We cannot exclude that this investigation may have failed to detect a small treatment effect. However, a clinically significant effect of a regional anesthesia technique would have been either a level of pain after surgery that does not interfere with ambulation, opioid avoidance, or at least a substantial opioid reduction for the duration of the block. The analgesic interventions used in this study clearly fell short of this goal. The results of this study should be applicable to other patients resembling our study population who are receiving a preoperative fascia iliaca compartment block for hip arthroscopy, as there is currently no variation of the block or approaches to supplement this block available that could improve its joint coverage.

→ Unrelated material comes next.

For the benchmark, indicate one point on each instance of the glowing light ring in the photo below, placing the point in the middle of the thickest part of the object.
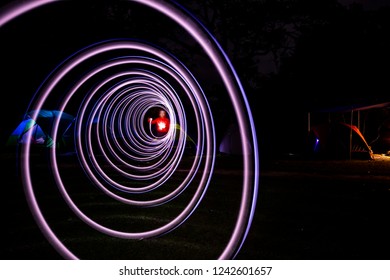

Furthermore, any peripheral nerve block that results in femoral nerve blockade will most likely be associated with similar quadriceps weakness, thus limiting its use.

The outlined limitations of regional anesthetic techniques create a challenge for their use in the treatment of pain after hip arthroscopy. However, since postoperative pain scores rapidly improved in our investigation with moderate amounts of opioids, the need for a regional anesthetic intervention must ultimately be questioned.

In summary, our study demonstrates a questionable efficacy of preoperative fascia iliaca compartment block in reducing postoperative pain after hip arthroscopy and profound quadriceps weakness seen at discharge. These findings do not support the routine use of the preoperative fascia iliaca compartment block in patients undergoing ambulatory hip arthroscopy.

Support was provided solely from departmental sources.

The authors declare no competing interests.